C’è una profonda spiritualità nei versi di Rosaria Pasca, l’essenza della sua grande fede, che qui si coglie nella composizione di un mondo etereo e luminoso, a tratti paradisiaco, eppure consapevole del buio e del male. Quel male, che si vuol superare nella tensione verso un’armonia superiore.
I versi scavano continuamente nell’animo, e toccano i temi consueti della problematica esistenziale, come la solitudine e il disincanto, l’amore e la perdita, o il rimpianto. Ma i negativi non si radicalizzano mai in un pessimismo cupo, anzi si positivizzano o tendono verso il positivo, in quanto l’animo interiore trova nel trascendente il ‘volo’ verso l’Assoluto.
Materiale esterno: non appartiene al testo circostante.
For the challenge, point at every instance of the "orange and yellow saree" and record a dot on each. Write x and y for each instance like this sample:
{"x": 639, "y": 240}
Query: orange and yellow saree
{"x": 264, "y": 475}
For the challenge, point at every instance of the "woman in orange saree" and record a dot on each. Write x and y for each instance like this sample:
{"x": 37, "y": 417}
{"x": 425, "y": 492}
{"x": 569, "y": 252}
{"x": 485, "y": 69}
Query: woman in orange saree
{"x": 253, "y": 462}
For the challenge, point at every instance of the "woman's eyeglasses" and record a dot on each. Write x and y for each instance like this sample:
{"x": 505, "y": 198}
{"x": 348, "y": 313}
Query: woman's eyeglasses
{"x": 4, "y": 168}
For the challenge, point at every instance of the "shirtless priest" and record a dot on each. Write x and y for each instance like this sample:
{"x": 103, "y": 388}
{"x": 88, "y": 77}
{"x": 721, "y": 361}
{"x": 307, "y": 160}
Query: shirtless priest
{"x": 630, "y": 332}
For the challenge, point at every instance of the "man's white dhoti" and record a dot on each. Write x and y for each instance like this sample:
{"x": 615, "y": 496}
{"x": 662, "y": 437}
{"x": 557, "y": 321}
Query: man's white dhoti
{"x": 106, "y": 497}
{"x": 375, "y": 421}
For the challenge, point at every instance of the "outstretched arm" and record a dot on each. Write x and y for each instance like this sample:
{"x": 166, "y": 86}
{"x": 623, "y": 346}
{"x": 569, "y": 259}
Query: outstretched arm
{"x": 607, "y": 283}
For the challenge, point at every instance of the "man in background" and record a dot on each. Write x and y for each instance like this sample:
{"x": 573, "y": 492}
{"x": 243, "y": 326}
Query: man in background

Il motivo del ‘volo’ è non a caso ricorrente. Poesia animica, quindi sempre giocata sul filo onirico di una suggestione del sentimento, che trova appiglio a farsi parola alla vista pur sfuggente della natura, di alcuni particolari o dell’intero universo. Da qui le aperture cosmiche sui cieli, sul mare, sulle visioni solari o lunari.
Qui sta secondo me il valore di questi versi, che esprimono e portano alla luce una ricerca autentica e aperta, positiva e dialogante, in cui la persona (chi scrive o il suo tu dialogante) si salva nella ricerca fiduciosa di un’Armonia superiore, partecipe della natura umana e della natura cosmica, pur perseguita e mai conquistata appieno. Di questa fiducia, di questa speranza in una salvezza possibile, della persona e della natura, ha bisogno di nutrirsi il lettore, e in genere l’uomo di oggi.